J. R. R. Tolkien'in Başyapıtı ''Silmarillion'' Hakkında
  • 10
    0
    0
    2
  •  

    On dört günlük Silmarillion yolculuğumun sonundan herkese merhaba! Uzun, zamana yayılan ve keyifli bir yolculuktu bu. Tolkien bir evren yaratmış; yarattığı evren de bir hayal gücünden ortaya çıkmasına rağmen sadece bir ‘’hayal’’ olarak kalmasına izin vermemiş ve bu tarih kitabını yani Silmarillion’u ortaya çıkarmış. Hobbit ve Yüzüklerin Efendisi bu evrenin minik bir kesiti aslında. Bu kesitin çok öncesinde çağlar boyu süregelen yaşanmışlıklar ve Orta Dünya’nın tarihi Silmarillion’da vücut buluyor. 

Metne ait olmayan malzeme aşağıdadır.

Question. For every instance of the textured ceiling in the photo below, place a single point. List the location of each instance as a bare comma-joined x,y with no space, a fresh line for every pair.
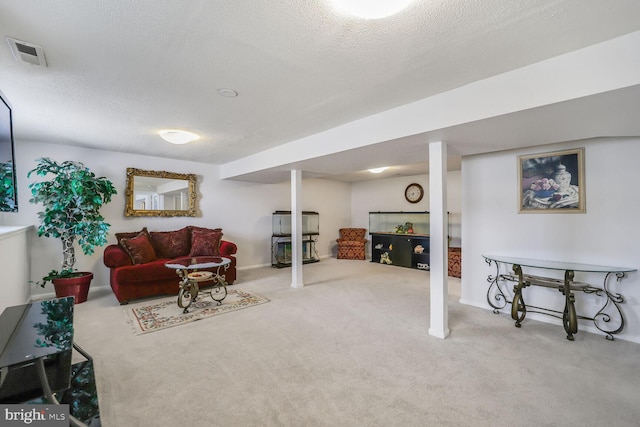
120,70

    Yazarın ölümünden dört yıl sonra oğlu Christopher Tolkien tarafından yayımlandı; çünkü Tolkien hayatı boyunca bu hikâyeler ve kurgu üzerinde çalışmaya bıkmadan usanmadan devam etti: Notları değiştirilmeden birkaç ekleme ve düzenlemeyle şu an okuduğumuz haline getirilmiş olmuş böylece. Belki hâlâ ekleyeceği ya da çıkaracağı metinler vardı ki bir türlü basıma gönderememiş olabilir Tolkien. Neyse ki oğlu da bu evrene sadıkmış; onun sayesinde Tolkien külliyatı tamamlanmış gibi bir şey olmuş. 

    Christopher Tolkien

     

    Orta Dünya’nın İlk Çağ’ından da öncesi anlatıldığı için kitabın başlarında ‘’Nereye düştüm?’’ gibi bakabilirsiniz sayfalara… Ama bunun bir çeşit dünya mitolojisi olduğunu kavrayıp sanki gerçekten de yaşanmış gibi olduklarını hissedip ele alabilirseniz işte o zaman Tolkien Evreni’ne hoş geldiniz!

     

    Kitabın bölümleri hakkında:

    Önsöz: Christopher Tolkien/ 1977 basımı için

    İkinci Basıma Giriş: Christopher Tolkien/1999 basımı için

    J. R. R. Tolkien’in Milton Waldman’a Yazdığı Bir Mektuptan,1951: Hikayenin ve kurgunun ortaya çıkışına dair açıklayıcı bir mektup ve bazı dipnotlarla desteklenmiş olup mutlaka okunmalı. 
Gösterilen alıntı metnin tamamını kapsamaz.